I have a question. A man at my husband's work was bitten by a Mojave Green Rattlesnake. Apparently he pulled off the road near Fontana (Lytle Creek area) to use his cell phone. He stepped out of his work van right onto a snake. The snake bit him twice on the leg. It took him about 10 minutes to flag down another motorist. He drove himself to the hospital and the other motorist followed to assure he got there safely. The doctor believed the snake bite to be that of a Mojave Rattlesnake due to the speed that the neurotoxin attacked. The doctor said that he'd never seen venom attack in the manner that it did. At some point after he reached the hospital, he had a heart attack (he is approx 48 to 50 years of age and he'd already had another heart attack a few years earlier). He was given the antivenom and it is speculated that he had an adverse reaction to it. I don't know all the specifics, but he ended up going into respiratory failure and being put on life support. He must have had irreparable damage with no hope because he was removed from life support a day or so later and he died.
Would it have helped if he had tied his leg above the bite to stop the travel of the venom through his bloodstream? Is there any more specific or immediate first aid that can be administered for a Mojave Rattlesnake bite. From what I have read, there doesn't seem to be a lot that can be done except to stay calm, treat for shock and seek medical help.
My husband as well as several at his work are in shock. This was sudden and unexpected. The general consensus is that one shouldn't die from a snake bite. They are trying to find answers and understand what happened.
I don't mind if this message is posted or if the answer shows up in a public area...
My initial thought is he did everything correct. Sounds like he was just one of the small percentages to not accept the venom. Tag in his previous heart issues & it's sad but I don't believe it's a mystery or unbelievable.

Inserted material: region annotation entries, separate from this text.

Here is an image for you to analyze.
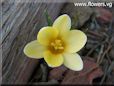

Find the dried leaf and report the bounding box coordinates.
[62,59,103,84]
[49,66,67,80]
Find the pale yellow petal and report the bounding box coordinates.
[53,14,71,34]
[63,53,83,71]
[37,27,59,45]
[24,40,45,59]
[64,30,87,53]
[44,51,63,67]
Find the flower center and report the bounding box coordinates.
[49,39,64,54]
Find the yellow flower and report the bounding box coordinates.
[24,14,87,71]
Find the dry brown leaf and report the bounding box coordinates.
[62,59,103,84]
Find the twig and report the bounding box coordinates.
[99,44,111,64]
[97,45,104,64]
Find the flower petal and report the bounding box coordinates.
[24,40,45,59]
[64,30,87,53]
[37,27,59,45]
[53,14,71,33]
[63,53,83,71]
[44,51,63,67]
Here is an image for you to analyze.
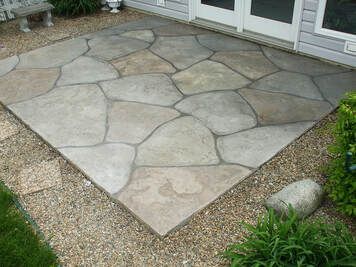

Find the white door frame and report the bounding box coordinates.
[188,0,303,46]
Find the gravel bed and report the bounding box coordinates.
[0,8,146,59]
[0,101,356,266]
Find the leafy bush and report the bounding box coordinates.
[49,0,100,17]
[325,91,356,216]
[223,207,356,267]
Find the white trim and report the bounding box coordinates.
[314,0,356,42]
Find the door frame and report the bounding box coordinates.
[188,0,304,45]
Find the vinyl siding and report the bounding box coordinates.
[124,0,189,21]
[297,0,356,67]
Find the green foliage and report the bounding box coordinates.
[0,182,57,267]
[49,0,100,17]
[223,207,356,267]
[325,91,356,216]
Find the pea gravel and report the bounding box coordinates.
[0,12,356,266]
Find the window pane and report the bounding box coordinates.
[251,0,294,24]
[201,0,235,10]
[323,0,356,34]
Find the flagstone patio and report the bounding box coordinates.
[0,17,356,235]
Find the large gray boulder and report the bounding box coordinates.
[265,179,323,218]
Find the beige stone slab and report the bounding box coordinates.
[106,102,180,143]
[112,50,176,75]
[0,69,59,105]
[18,158,62,195]
[135,116,219,166]
[116,165,251,235]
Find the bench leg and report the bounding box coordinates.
[43,10,54,27]
[19,17,31,32]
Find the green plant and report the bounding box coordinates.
[222,207,356,267]
[325,91,356,216]
[0,182,57,267]
[49,0,100,17]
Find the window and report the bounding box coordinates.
[315,0,356,41]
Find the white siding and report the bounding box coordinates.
[124,0,189,21]
[297,0,356,67]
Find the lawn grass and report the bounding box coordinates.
[0,182,58,267]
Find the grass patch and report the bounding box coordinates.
[223,207,356,267]
[0,182,57,267]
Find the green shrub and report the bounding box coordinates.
[223,207,356,267]
[325,91,356,216]
[49,0,100,17]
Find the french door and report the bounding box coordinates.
[196,0,301,42]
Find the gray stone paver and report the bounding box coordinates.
[0,16,356,235]
[249,71,324,100]
[176,92,257,135]
[0,56,19,76]
[106,102,180,143]
[198,33,260,51]
[135,117,219,166]
[87,36,150,60]
[172,60,250,95]
[100,74,182,106]
[211,51,278,80]
[239,89,332,125]
[9,84,106,147]
[116,165,251,235]
[57,57,119,86]
[0,69,59,104]
[217,122,313,168]
[314,71,356,107]
[150,36,213,69]
[112,50,176,75]
[17,39,88,68]
[59,144,135,194]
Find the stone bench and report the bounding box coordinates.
[11,2,54,32]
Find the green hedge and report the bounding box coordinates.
[222,207,356,267]
[325,91,356,216]
[48,0,100,17]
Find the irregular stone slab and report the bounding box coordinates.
[0,56,19,76]
[176,92,257,135]
[172,60,250,95]
[314,71,356,107]
[121,30,155,43]
[87,36,150,60]
[17,39,88,68]
[18,158,62,195]
[59,144,135,194]
[0,69,59,105]
[265,179,323,218]
[136,117,219,166]
[106,102,179,143]
[112,50,176,75]
[211,51,278,80]
[262,46,345,75]
[153,23,210,36]
[150,36,213,69]
[116,165,251,236]
[101,74,182,106]
[9,84,106,147]
[0,115,19,141]
[239,89,332,125]
[217,122,313,168]
[57,57,119,86]
[250,71,324,100]
[198,33,260,51]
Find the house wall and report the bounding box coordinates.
[124,0,189,21]
[297,0,356,67]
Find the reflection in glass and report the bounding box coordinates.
[201,0,235,10]
[251,0,294,24]
[323,0,356,34]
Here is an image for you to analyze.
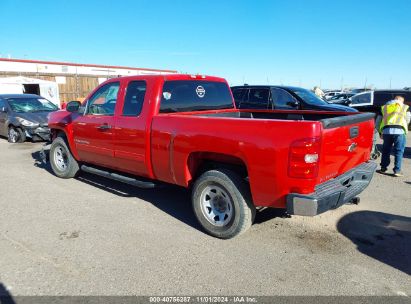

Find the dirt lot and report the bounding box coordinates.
[0,136,411,296]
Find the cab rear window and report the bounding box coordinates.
[160,80,234,113]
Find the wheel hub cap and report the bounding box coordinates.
[54,147,68,171]
[201,186,233,227]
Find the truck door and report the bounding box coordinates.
[73,82,120,167]
[114,80,150,176]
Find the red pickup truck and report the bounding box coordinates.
[49,75,376,238]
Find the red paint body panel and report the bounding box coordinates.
[49,74,374,208]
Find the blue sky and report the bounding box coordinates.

My second thought is Rattlers don't usually bite unless provoked. Stepping on one out of a truck is flat out bad luck. I believe the snake needs to coil first. As he drove up the snake probably coiled and when he stepped out it was just unfortunate. Either that snake lost his rattler in a species fight or the man's window was up and he had no forewarning.
It's unfortunate he encountered that mean monster. They are the deadliest! I've seen countless diamondbacks but only a few mohaves. Personally, I've stepped on a Diamondback & was extremely lucky. It was crossing a trail after sunset. I didn't see it and figure it must not have expected me. My friend was behind me and yelled. I jumped and ran before the snake had a chance to coil.
I'll add this to the HAZ-Forum. My thoughts go out to his family & co-workers.